After reaching those income thresholds, relief would scale downward to as low as $600 for some Americans.
Individuals earning more than $99,000 a year and couples earning more than $198,000 would not get anything from the government under the current bill.
The Democrat-controlled House would have to pass a version of the bill. The Trump administration already has signaled support for many of the initiatives.
“Senate Republicans want to put cash into the hands of the American people,” McConnell said in a Senate floor speech.
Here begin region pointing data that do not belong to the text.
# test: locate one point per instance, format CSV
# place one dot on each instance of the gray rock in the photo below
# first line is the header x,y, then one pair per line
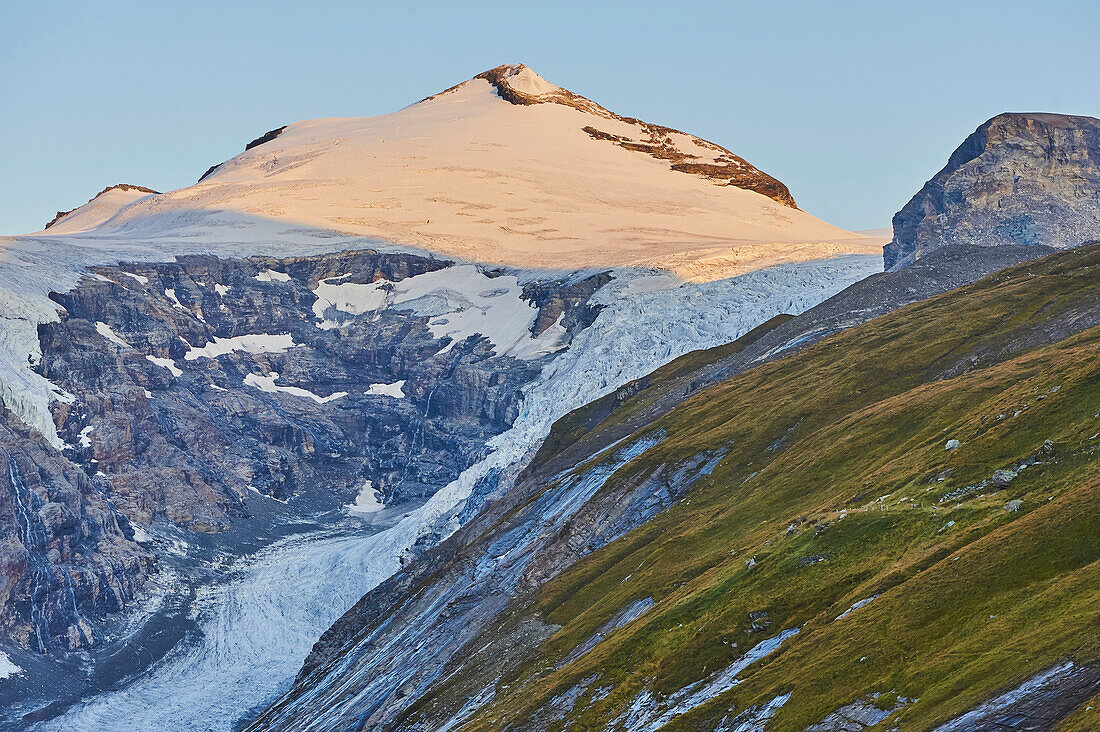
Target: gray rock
x,y
1020,178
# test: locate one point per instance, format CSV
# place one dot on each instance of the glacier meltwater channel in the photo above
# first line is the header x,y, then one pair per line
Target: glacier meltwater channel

McConnell said the goal of the bill—called the Coronavirus Aid, Relief, and Economic Security Act, or CARES Act—is to “get assistance to individuals and families as rapidly as possible.”
“No tangled Washington process with a thousand cooks in the kitchen, no piles of forms for laid-off workers or busy families to fill out,” the top Senate Republican said. “Money for people, from the middle class on down.”
The bill also includes a $500 payment for each child in a household, depending on family income.
This stage marks “phase three” of economic relief packages during the coronavirus pandemic that have gained bipartisan support in Congress.
Congress passed an initial $830 billion relief package in early March focused on medical and emergency relief.
On Wednesday, Trump signed another, $100 billion bill that includes unemployment benefits and free testing for the new coronavirus disease, which health officials call COVID-19.
The proposed CARES Act includes direct payments to Americans, as well as delays in employer payroll taxes and estimated tax payments for businesses.
The proposal also would provide $208 billion in loan guarantees, including $50 billion for the airline industry and $8 billion for air cargo carriers.
The total confirmed U.S. cases of COVID-19 reached 10,442 as of noon Thursday, with 150 confirmed deaths, according to the Centers for Disease Control and Prevention.
Some conservatives, including Sens. Rand Paul, R-Ky., and Mike Lee, R-Utah, showed reluctance to support too much spending or large bailouts for industries.
McConnell likely will need support from Democrats to pass the legislation.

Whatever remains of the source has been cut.